Voilà ma confession, et je me flatte que le patriarche de Ferney me donnera l’absolution in articulo mortis. Je lui souhaite longue vie, santé, et prospérité ; et, pour mon agrément, puisse sa veine demeurer intarissable ! Vale. FÉDÉRIC.
1 – George III d’Angleterre et Joseph de Portugal. L’édition de Berlin ne parle pas de ces « deux fous à lier. » (G.A.)
2 – On n’a pas la lettre où Voltaire parle de son pouls. (G.A.)
485 – DE VOLTAIRE
A Ferney, 17 Novembre 1774.
Sire, quelques petits avant-coureurs, que la nature envoie quelquefois aux gens de quatre-vingt et un ans, ne m’ont pas permis de vous remercier plus tôt d’une lettre charmante, remplie des plus jolis vers que vous ayez jamais faits ; ni roi, ni homme ne vous ressemble : je ne suis pas assurément en état de vous rendre vers pour vers.
Muses, que je me sens confondre !
Vous daignez encor m’inspirer
L’esprit qu’il faut pour l’admirer,
Mais non celui de lui répondre.
Je puis du moins répondre à votre majesté que mon cœur est pénétré des bontés que vous daignez témoigner pour ce pauvre Morival. Je voudrais qu’il pût, au milieu de nos neiges, lever le plan du pays que vous lui avez permis d’habiter ; votre majesté verrait combien il s’est formé en très peu de temps dans un art nécessaire aux bons officiers, et très rare, dont il n’avait pas la plus légère connaissance ; vous serez touché de sa reconnaissance et du zèle avec lequel il consacre ses jours à votre service. Son extrême sagesse m’étonne toujours : on a dessein de faire revoir son procès, qu’on ne lui a fait que par contumace : ce parti me paraît plus convenable et plus noble que celui de demander grâce ; car enfin grâce suppose crime, et assurément il n’est point criminel, on n’a rien prouvé contre lui. Cela demandera un peu de temps, et il se peut très bien que je meure avant que l’affaire soit finie ; mais j’ai légué cet infortuné à M. d’Alembert, qui réussira mieux que je n’aurais pu faire.

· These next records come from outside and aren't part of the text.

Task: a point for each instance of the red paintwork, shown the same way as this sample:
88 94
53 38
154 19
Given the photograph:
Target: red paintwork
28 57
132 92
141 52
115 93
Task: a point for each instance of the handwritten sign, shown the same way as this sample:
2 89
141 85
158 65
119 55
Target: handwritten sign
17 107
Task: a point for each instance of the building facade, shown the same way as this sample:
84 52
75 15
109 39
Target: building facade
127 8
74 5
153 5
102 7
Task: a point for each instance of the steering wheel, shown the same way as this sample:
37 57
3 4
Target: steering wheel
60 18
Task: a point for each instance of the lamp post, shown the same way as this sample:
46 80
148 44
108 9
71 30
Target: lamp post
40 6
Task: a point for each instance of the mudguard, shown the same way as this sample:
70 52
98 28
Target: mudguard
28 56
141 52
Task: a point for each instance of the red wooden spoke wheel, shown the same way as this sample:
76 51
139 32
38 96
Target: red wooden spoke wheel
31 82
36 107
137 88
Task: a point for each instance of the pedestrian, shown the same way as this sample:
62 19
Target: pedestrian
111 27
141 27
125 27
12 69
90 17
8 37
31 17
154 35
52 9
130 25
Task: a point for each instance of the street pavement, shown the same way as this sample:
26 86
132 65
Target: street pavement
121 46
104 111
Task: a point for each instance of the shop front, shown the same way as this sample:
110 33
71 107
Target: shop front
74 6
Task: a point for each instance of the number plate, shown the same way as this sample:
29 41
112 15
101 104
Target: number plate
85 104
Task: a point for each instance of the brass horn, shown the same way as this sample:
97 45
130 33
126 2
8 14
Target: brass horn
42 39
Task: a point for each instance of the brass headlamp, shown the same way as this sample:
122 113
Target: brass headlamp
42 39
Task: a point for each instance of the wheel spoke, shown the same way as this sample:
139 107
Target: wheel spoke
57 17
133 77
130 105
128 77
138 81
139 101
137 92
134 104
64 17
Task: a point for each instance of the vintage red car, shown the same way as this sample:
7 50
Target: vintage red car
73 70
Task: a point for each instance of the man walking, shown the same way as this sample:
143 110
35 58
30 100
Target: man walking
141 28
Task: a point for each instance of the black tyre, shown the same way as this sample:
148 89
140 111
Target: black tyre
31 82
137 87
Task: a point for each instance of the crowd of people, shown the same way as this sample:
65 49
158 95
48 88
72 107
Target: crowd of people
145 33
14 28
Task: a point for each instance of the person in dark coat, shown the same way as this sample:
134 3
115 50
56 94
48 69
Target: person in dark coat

J’ose croire qu’il ne serait peut-être pas de votre dignité qu’un de vos officiers restât avec le désagrément d’une condamnation, qui a toujours dans le public quelque chose d’humiliant, quelque injuste qu’elle puisse être. En vérité, c’est une de vos belles actions de protéger un jeune homme si estimable et si infortuné : vous secourrez à la fois l’innocence et la raison ; vous apprendrez aux Welches à détester le fanatisme, comme vous leur avez appris le métier de la guerre, supposé qu’ils l’aient appris. Vous avez toutes les sortes de gloire ; c’en est une bien grande de protéger l’innocence à trois cents lieues de chez soi.
Daignez agréer, sire, le respect, la reconnaissance, l’attachement d’un vieillard qui mourra avec ces sentiments.